Contributing to the BIG picture… by focusing on the tiny scale


Where does the magic of a full-scale system of electrolysers happen? If you ask Hystar Research and Development Engineer, Firdaus Hendricks, it’s all about what takes place in the lab.

Currently based in Trondheim, Norway, Firdaus originally comes from South Africa. With a Master’s degree in Mechanical Engineering and a background working with fuel cell technology, she dares to think big, even when working on a very tiny scale. As she notes, even the very tiny aspects you don’t see can influence the performance of the whole system.

When creating a full-scale system of electrolysers, the first stop is the lab. Here, components are carefully selected, tested, and assessed before they are transformed into the stack – the heart of Hystar’s patented technology. Several stacks are then assembled into a system, where hydrogen can be produced. In the process of going from tiny components into a real-life system, everyone needs to be involved and we need to take a holistic approach, as Senior Systems Engineer Eddy explained in a previous HyStory. And Firdaus agrees with this, while still maintaining that the “real magic” happens in the lab.

The detailed view

As she explains, you can learn a lot about a system’s performance by zooming in and looking at the unique components from a micro-perspective. Understanding how components interact with each other becomes a big indicator of good or bad performance, which, again, reflects whether you will have a good or bad product in the end. So, when it comes to creating high performing electrolyses, the devil truly is in the details.

For Hystar, this kind of perspective is key. Our PEM technology is already 150% more efficient than conventional designs. And in order to keep that competitive edge, a focus on continuously improving performance is vital.

Zooming in - and out again

Loving what you do definitely helps keep motivation up, as Firdaus can attest to.

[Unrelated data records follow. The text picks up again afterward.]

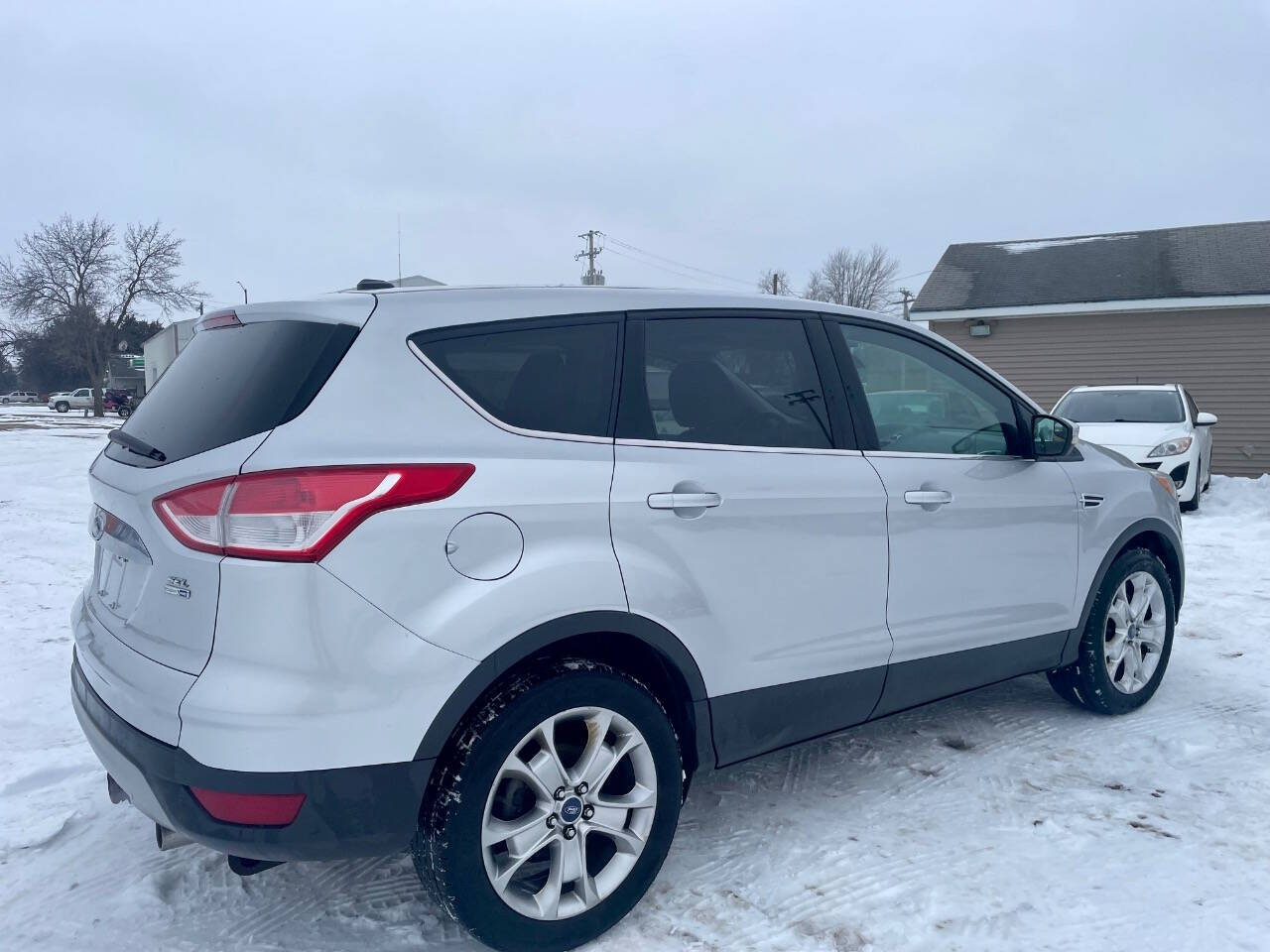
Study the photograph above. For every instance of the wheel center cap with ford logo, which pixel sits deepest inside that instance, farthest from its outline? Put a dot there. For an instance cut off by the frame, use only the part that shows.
(571, 810)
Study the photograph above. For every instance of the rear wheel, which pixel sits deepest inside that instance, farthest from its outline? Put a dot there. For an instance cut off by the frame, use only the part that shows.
(1127, 642)
(554, 811)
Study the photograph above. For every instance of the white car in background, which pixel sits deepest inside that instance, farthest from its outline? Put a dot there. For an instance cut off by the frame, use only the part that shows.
(1157, 426)
(79, 399)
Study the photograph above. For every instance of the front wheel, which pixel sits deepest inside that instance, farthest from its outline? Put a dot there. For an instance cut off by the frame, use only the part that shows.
(556, 809)
(1127, 642)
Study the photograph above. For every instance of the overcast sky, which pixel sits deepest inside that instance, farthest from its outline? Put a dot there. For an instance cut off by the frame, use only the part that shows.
(284, 141)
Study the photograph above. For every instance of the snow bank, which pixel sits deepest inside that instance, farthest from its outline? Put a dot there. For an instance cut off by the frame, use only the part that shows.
(1238, 497)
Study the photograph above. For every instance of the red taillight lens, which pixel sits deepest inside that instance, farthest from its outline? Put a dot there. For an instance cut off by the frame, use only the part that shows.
(250, 809)
(298, 516)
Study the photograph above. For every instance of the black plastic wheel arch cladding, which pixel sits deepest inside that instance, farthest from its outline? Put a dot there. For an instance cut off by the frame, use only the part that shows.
(1174, 562)
(572, 634)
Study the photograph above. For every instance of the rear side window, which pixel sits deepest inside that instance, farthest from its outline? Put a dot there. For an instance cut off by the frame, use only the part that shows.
(735, 381)
(554, 379)
(234, 382)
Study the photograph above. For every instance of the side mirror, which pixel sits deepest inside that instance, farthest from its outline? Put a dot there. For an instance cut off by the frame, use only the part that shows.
(1051, 435)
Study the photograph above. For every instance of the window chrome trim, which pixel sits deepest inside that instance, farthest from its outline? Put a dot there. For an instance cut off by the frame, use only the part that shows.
(489, 417)
(945, 456)
(738, 448)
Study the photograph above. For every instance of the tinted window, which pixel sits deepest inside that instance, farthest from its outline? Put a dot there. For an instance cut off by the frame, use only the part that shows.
(557, 380)
(232, 382)
(924, 400)
(740, 381)
(1121, 407)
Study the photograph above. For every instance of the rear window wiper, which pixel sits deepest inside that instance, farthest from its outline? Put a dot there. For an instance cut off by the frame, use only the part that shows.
(136, 445)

“A big part of my motivation has always been to contribute to a greener society. And that’s relevant whether in regards to using the microscope to look into the small details that give us an understanding of the bigger picture – like the quality of the finish or tolerances – or zooming out to see a scaled-up version of our designs come to life.”

Hydrogen has a major role to play in making the energy transition happen and in Hystar, we’re passionate about helping that to happen. And it’s not just about the final results, either; it’s about all the steps that get us there and ensuring they’re sustainable, too. For example, the choice of components, how they’re assembled, and eventually the full system; everything needs to be selected and utilized in a sustainable way.

All this said, working on the micro level didn’t come easy for Firdaus.

“Studying as a mechanical engineer, you often must think on a macro scale,” she notes. “So taking the ‘shrink-it-down’ approach was a bit different for me. And, of course, the challenge is to shrink down your area of focus without shrinking down your thinking!”